Lutte contre l’insalubrité: le gouvernement responsabilise quatre entreprises de l’Etat

Pour lutter contre l’insalubrité, c’est ce lundi 14 septembre que les conclusions du Comité de suivi sur la taxe d’assainissement seront représentées au ministre Joseph Kapika. Ce projet sera financé par quatre entreprises publiques, précisément l’Office de gestion du fret multimodale (Ogefrem), le Direction générale des douanes et accises (Dgda), Office congolais de contrôle (Occ), Fonds pour la promotion de l’industrie (Fpi). Cette initiative est saluée par plus d’un observateur à travers le pays pour lutter contre l’insalubrité urbaine dans laquelle vit au quotidien le congolais, sa mise en œuvre devrait obéir aux règles de « bonne gouvernance ».

Le 7 septembre dernier, c’est le ministre de l’économie nationale qui a réuni les responsables de ces services concernés ainsi que le représentant de la ville de Kinshasa pour remettre le dossier sur la table des discussions techniques. Ainsi, une semaine a été accordée à la commission technique mise en place pour la circonstance afin de réfléchir sur les modalités de mise en application de montage financier. Une chose est de constituer et disposer des revenus de cette taxe, une autre de les gérer avec parcimonie en les affectant réellement à l’assainissement des villes. Et ce, en toute transparence et loin de toute surfacturation et autres pratiques de mauvaise gestion.
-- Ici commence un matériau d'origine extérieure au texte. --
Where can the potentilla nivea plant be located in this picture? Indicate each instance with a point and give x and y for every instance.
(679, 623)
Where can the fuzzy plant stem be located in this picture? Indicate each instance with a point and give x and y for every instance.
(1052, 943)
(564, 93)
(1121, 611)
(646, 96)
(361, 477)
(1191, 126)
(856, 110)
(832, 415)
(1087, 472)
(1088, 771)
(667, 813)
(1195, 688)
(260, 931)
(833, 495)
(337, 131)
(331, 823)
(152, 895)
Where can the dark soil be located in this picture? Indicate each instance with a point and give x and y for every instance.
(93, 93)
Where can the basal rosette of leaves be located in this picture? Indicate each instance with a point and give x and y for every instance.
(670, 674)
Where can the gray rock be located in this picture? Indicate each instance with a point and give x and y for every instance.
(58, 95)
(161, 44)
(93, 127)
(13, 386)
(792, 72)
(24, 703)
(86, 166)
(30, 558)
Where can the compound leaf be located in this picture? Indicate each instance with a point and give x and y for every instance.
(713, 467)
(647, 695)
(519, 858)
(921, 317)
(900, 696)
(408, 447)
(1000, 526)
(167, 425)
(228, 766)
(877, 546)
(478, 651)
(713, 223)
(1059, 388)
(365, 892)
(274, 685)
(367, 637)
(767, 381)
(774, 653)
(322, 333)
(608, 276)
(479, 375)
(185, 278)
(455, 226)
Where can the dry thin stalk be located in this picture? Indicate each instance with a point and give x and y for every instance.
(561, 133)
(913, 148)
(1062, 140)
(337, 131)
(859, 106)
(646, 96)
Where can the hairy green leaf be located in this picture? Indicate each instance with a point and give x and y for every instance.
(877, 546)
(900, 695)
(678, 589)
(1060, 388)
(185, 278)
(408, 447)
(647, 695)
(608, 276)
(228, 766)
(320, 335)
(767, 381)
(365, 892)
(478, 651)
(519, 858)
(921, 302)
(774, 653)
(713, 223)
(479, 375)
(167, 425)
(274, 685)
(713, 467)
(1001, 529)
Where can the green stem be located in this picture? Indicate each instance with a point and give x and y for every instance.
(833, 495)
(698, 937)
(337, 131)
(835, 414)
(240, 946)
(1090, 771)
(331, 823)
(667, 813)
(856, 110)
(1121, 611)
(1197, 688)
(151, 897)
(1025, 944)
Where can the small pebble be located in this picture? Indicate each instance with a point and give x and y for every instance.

En effet, conformément aux recommandations issues des séances de travail tenues en février dernier à la présidence de la République, il a été décidé que la taxe d’assainissement soit insérée dans la structure des prix de produits plastiques ou conditionnés en emballages plastiques. Son taux a été fixé à une hauteur de 8 dollars par unité de tarification. Vu que l’insertion de ce taux aura, sans nul doute, un impact sur les prix de consommation, le montage financier envisagée a prévu d’alléger cet impact en répartissant la charge aux 4 services précités de l’Etat. C’est ainsi que chacun d’eux devra concéder l’équivalent en Francs congolais de 2 dollars par unité de tarification pour constituer ce fonds. Pour rappel, le 23 mars 2017, le directeur du cabinet avait instruit à certains membres du gouvernement Badabanga d’accomplir un certain nombre de taches dans un délai de 14 jours pour rendre opérationnel ce mécanisme financier. Le 25 mai, le premier ministre Bruno Tshibala a reçu le gouverneur de la ville de Kinshasa André Kimbuta en audience à la Primature. Selon le compte rendu, il était question que le chef du gouvernement signât, dans les 48 heures, le décret instituant le « fonds d’assainissement de la ville de Kinshasa ». Jusqu’à ce jour, ce décret n’a jamais été pris. Faudrait-il comprendre que tout n’était pas encore prêt ? Certainement.